It might not be elliptic after all... (unless I have made some mistake)

$\int{\frac{1+x^2}{(1-x^2)\sqrt{1+x^4}}}\mathrm dx$

Let $\displaystyle u = x -\frac{1}{x}$.

Then $\displaystyle du = (1 + \frac{1}{x^2})dx$.

Now $\frac{1+x^2}{(1-x^2)\sqrt{1+x^4}} = -\frac{x^2(1 + 1/x^2)}{x(x-1/x)\sqrt{x^2(x^2 + 1/x^2)}} = -\frac{1 + 1/x^2}{(x-1/x)\sqrt{(x - 1/x)^2 + 2}}$

Thus

$\int{\frac{1+x^2}{(1-x^2)\sqrt{1+x^4}}}\mathrm dx$

$= -\int \ \frac{\mathrm{du}}{u \sqrt{u^2 + 2}}$

  • 0
    @J.M.: it's $\frac{1}{\sqrt{2}} \ln ( \frac{-2 x+\sqrt{2 x^4+2}}{x^2-1})$. (I got it by asking [Axiom](http://axiom-wiki.newsynthesis.org/FrontPage))2011-12-03
19

Somewhat inspired by Moron's wonderful answer, I decided to see if a trigonometric solution would do the job.
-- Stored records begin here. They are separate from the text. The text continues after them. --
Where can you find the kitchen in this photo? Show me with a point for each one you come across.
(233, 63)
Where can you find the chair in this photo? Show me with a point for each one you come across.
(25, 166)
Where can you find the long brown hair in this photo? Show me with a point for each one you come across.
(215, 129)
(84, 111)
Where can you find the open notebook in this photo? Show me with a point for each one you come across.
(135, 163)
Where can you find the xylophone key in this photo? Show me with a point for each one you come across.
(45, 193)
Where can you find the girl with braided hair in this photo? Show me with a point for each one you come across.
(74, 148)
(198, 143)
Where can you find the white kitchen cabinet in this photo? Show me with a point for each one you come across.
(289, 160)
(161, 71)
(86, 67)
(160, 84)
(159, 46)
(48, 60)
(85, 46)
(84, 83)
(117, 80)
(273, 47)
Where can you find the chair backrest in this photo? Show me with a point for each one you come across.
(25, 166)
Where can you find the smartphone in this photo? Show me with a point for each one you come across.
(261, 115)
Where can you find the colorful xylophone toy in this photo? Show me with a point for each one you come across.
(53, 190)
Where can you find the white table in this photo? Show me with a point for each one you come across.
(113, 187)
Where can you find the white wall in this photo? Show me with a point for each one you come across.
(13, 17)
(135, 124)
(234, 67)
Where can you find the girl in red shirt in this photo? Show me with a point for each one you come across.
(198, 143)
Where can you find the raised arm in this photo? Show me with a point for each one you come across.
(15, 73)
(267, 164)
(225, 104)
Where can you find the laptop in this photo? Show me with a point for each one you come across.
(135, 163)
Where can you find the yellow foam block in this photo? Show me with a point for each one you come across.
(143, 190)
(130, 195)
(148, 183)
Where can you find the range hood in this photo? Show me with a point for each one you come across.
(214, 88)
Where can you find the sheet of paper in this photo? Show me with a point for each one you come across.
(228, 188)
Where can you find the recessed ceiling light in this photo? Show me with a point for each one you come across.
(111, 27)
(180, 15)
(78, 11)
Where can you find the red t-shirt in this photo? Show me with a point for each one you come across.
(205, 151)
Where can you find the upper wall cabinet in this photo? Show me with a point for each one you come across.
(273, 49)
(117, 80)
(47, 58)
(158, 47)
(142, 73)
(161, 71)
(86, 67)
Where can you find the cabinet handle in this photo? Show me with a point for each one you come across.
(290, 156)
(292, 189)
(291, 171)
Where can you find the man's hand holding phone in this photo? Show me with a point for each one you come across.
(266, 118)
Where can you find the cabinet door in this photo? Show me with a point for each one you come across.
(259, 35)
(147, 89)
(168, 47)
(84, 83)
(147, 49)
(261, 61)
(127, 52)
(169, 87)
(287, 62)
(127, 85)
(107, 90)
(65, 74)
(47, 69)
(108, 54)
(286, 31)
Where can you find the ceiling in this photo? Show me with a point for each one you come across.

Making the substitution $x=\cot\left(\frac{\theta}{2}\right)$, $\mathrm dx=\frac{\mathrm d\theta}{\cos\;\theta-1}$, we have

$\int \frac{\mathrm d\theta}{\cos\;\theta(1-\cos\;\theta)\sqrt{1+\cot^4\frac{\theta}{2}}}$

$=\int \frac{\mathrm d\theta}{\cos\;\theta(1-\cos\;\theta)\sqrt{1+\left(\frac{1+\cos\;\theta}{1-\cos\;\theta}\right)^2}}$

$=\frac1{\sqrt{2}}\int \frac{\mathrm d\theta}{\cos\;\theta\sqrt{1+\cos^2\theta}}$

which integrates to

$\frac1{\sqrt{2}}\tanh^{-1}\frac{\sin\;\theta}{\sqrt{1+\cos^2\theta}}$

Undoing the substitution, we get

$\frac1{\sqrt{2}}\tanh^{-1}\left(x\sqrt{\frac{2}{x^4+1}}\right)$

and it is easy to verify that the derivative of this last expression gives the original integrand.

9

Moron's and J.M.'s solutions are nice. Hopefully this solution is simpler.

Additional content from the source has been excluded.